Happy Summer, haunch fans!  After taking a break to recover from getting daughters graduated and sons barely to the next grade, we are back in the saddle (side saddle at least). At the urging of our short suffering marketing team, we are trying to hop back aboard the blogging train. Staying true to our form, we asked them for a topic assignment and decided to ignore it and write something entirely different.

See that ^^^^? Frequently we use an old quote when people ask what led us to design Hold Your Haunches -  “Necessity is the mother of invention”.  When your lifestyle revolves around food & drink, podcasts & binge watching and the only exercise you really enjoy is the shaking of abs from laughter; well, you get the picture.

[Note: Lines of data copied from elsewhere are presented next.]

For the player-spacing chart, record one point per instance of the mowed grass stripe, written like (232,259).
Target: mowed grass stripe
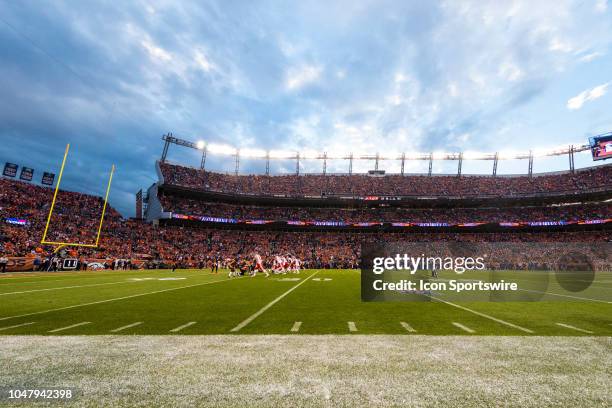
(72,326)
(94,278)
(464,327)
(408,327)
(184,326)
(269,305)
(127,326)
(486,316)
(113,299)
(125,280)
(568,326)
(16,325)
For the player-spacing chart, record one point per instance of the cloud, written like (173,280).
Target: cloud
(591,56)
(585,96)
(299,77)
(155,51)
(306,76)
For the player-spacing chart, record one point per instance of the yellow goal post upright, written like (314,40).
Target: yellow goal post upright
(60,245)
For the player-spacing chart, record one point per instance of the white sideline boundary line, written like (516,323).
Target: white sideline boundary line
(153,279)
(486,316)
(15,326)
(112,300)
(63,287)
(464,328)
(128,326)
(269,305)
(553,293)
(408,327)
(68,327)
(178,329)
(567,326)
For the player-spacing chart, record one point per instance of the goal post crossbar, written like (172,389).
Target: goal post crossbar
(57,186)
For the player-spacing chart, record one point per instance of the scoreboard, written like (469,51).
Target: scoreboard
(601,146)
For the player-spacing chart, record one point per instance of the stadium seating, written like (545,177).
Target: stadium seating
(198,207)
(76,216)
(391,185)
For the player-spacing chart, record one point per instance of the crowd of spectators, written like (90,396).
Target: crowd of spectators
(390,185)
(76,218)
(189,206)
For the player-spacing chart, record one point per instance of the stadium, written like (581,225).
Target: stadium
(248,271)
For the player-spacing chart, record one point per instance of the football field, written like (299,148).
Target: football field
(193,302)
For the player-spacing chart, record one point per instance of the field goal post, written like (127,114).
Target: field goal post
(60,245)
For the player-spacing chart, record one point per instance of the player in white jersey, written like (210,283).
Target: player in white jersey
(258,265)
(296,265)
(278,266)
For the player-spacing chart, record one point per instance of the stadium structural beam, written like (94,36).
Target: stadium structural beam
(530,163)
(166,139)
(495,160)
(324,163)
(237,169)
(203,161)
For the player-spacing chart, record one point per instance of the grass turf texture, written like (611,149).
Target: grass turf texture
(325,301)
(317,371)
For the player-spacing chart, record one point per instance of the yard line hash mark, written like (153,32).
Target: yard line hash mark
(464,328)
(69,327)
(178,329)
(128,326)
(269,305)
(486,316)
(567,326)
(15,326)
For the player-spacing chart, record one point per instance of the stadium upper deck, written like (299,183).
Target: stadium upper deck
(582,181)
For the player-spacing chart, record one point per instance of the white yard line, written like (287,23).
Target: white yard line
(408,327)
(69,327)
(464,328)
(486,316)
(113,299)
(269,305)
(296,327)
(17,325)
(567,326)
(63,287)
(178,329)
(118,329)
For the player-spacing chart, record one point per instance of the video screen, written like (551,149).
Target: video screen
(349,203)
(601,147)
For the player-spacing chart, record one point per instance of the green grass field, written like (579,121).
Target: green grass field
(190,302)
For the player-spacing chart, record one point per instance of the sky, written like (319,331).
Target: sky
(111,78)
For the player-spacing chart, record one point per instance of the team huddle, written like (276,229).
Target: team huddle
(251,265)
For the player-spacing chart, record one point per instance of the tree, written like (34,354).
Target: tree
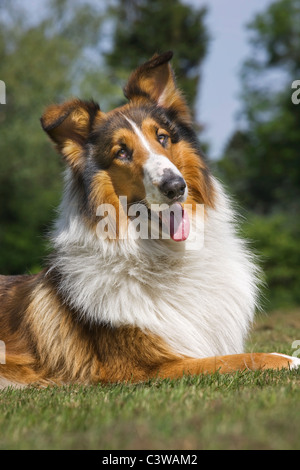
(41,63)
(144,27)
(267,176)
(261,164)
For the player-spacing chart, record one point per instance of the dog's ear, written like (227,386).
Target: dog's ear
(69,126)
(155,80)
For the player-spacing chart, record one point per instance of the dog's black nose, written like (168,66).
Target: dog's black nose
(173,186)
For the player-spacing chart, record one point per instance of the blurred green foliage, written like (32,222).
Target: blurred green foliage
(261,163)
(40,64)
(59,55)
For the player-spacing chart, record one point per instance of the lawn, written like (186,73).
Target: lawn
(246,410)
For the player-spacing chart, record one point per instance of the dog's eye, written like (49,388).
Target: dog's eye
(163,139)
(123,154)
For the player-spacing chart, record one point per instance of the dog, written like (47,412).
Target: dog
(126,308)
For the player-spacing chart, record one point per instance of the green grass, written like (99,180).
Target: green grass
(249,410)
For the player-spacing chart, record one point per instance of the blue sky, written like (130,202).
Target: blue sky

Essentially a business was born out of our desire to make ourselves look like we were doing what we were supposed to without actually having to do it. And all was well until…

Along with our husbands, we received an invitation to join a friend from college on the trip of a lifetime. One week, in July, on a yacht, island hopping in the Bahamas.

Our first reaction:

WTF are we going to do with our overfed/underworked mom bods? 911 this is an emergency!

Obviously we started the Whole 30 and signed up for Cross Fit. Yeah right.

We threw max coverage swimwear at Google. Unfortunately, the good old days are officially over.

We liked this one, but it looks like walking and breathing may be a problem...

Now we are toying with the idea of an HYH bathing suit which would actually be a full bodysuit that we can wear bathing suits over! Imagine the sexy suits of our long ago yesteryear we could pull off! We would need to have them in deepening shades of tan, so as not to arouse the suspicions of our host. Of no concern, our husbands. They will never notice.

You heard it here first. Our next invention is in the works. Any input on fingers, toes and head would be greatly appreciated.